■大腸がんと大腸内視鏡検査について
内科(消化器内科)清水吉晃
近年、我が国における大腸がんは罹患数、死亡数ともに増加傾向にあります。がん統計によれば、令和4年は男性28,099人、女性24,989人が大腸がんで亡くなっており、部位別がん死亡数でみると、男性では肺がんに次いで2位、女性では1位の死因でした。
大腸がんの主な発生様式として、腺腫がん化説(まず腺腫性ポリープができ、そこに遺伝子変異が加わることでがんが発生する)とde novo発がん説(ポリープを経ずに最初からがんとして発生する)がありますが、前者がメインと考えられています。腺腫性ポリープはがんになる潜在性を有するため治療適応とされていますが、ほとんどの病変は内視鏡で切除が可能です。米国の研究で、腺腫性ポリープの内視鏡的切除により大腸がんの罹患率は76~90%減少し、死亡率は53%減少したと報告され、大きな抑制効果が示されました。
この結果を踏まえると、大腸がんの発生や死亡を減らしていくために、我々内視鏡医が質の高い大腸内視鏡検査を行い、見落としなく腺腫を発見、治療することが大切といえます。「大腸内視鏡検査の質」に関する重要なひとつの指標として、腺腫発見率(adenomadetection rate…ADR)があります。全大腸内視鏡検査の中で腺腫が発見された患者さんの割合のことで、例えば10人の患者さんのうち2人の患者さんで腺腫を発見すれば、ADRは20%になります。ADRが上昇すると大腸内視鏡検査後に発生する大腸がんの発症・死亡リスクともに有意に低下することが知られており、ADRが1%上昇すると、その後の大腸がん確率が3%低下すると報告されています。一般的にADR25%以上が検査医に求められる資質とされています。

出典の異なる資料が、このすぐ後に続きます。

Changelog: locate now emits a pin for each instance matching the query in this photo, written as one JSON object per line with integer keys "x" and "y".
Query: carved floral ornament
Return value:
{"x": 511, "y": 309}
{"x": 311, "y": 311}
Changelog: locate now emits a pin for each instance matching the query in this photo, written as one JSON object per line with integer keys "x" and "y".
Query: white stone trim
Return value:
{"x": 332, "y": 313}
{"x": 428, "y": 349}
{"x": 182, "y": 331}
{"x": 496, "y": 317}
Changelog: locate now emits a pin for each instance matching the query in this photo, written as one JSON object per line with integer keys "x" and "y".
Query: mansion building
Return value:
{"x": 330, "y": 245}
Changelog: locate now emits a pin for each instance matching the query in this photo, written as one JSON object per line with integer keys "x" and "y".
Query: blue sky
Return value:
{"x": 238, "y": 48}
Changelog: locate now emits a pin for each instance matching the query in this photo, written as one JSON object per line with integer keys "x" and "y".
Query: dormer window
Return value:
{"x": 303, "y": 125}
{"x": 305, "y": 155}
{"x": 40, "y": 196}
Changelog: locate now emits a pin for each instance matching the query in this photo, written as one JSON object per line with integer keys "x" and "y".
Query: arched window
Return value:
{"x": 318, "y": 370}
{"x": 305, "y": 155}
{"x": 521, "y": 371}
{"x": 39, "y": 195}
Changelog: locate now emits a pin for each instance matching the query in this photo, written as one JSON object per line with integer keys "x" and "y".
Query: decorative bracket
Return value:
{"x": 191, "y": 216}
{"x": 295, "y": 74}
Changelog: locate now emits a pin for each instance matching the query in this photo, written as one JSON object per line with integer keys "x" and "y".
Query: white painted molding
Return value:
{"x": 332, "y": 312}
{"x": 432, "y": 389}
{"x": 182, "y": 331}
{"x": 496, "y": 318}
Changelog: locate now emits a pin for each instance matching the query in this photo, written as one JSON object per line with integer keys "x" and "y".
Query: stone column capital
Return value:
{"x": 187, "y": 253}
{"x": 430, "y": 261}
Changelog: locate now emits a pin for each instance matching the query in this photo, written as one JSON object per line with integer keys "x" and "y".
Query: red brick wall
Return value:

当院において令和4年4月1日~令和6年8月31日の期間に行った全大腸内視鏡検査は913例で、そのうち447例(49%)で腺腫や早期がんに対する内視鏡的ポリープ切除を行いました。実際には腺腫が発見されても治療しないケースもあるため、ADRは50%以上あり、少なくとも2人に1人は腺腫を発見できていることになります。前述の指標を踏まえると、十分に質の高い検査を提供できているのではないかと考えています。
当院では、消化器内視鏡専門医2人体制で、苦痛の少ない大腸内視鏡検査を心がけています。がん検診で便潜血陽性の場合や、腹痛・便通異常・排便時出血などの何らかの症状を有する場合には、ぜひ当院での大腸内視鏡検査をご検討ください。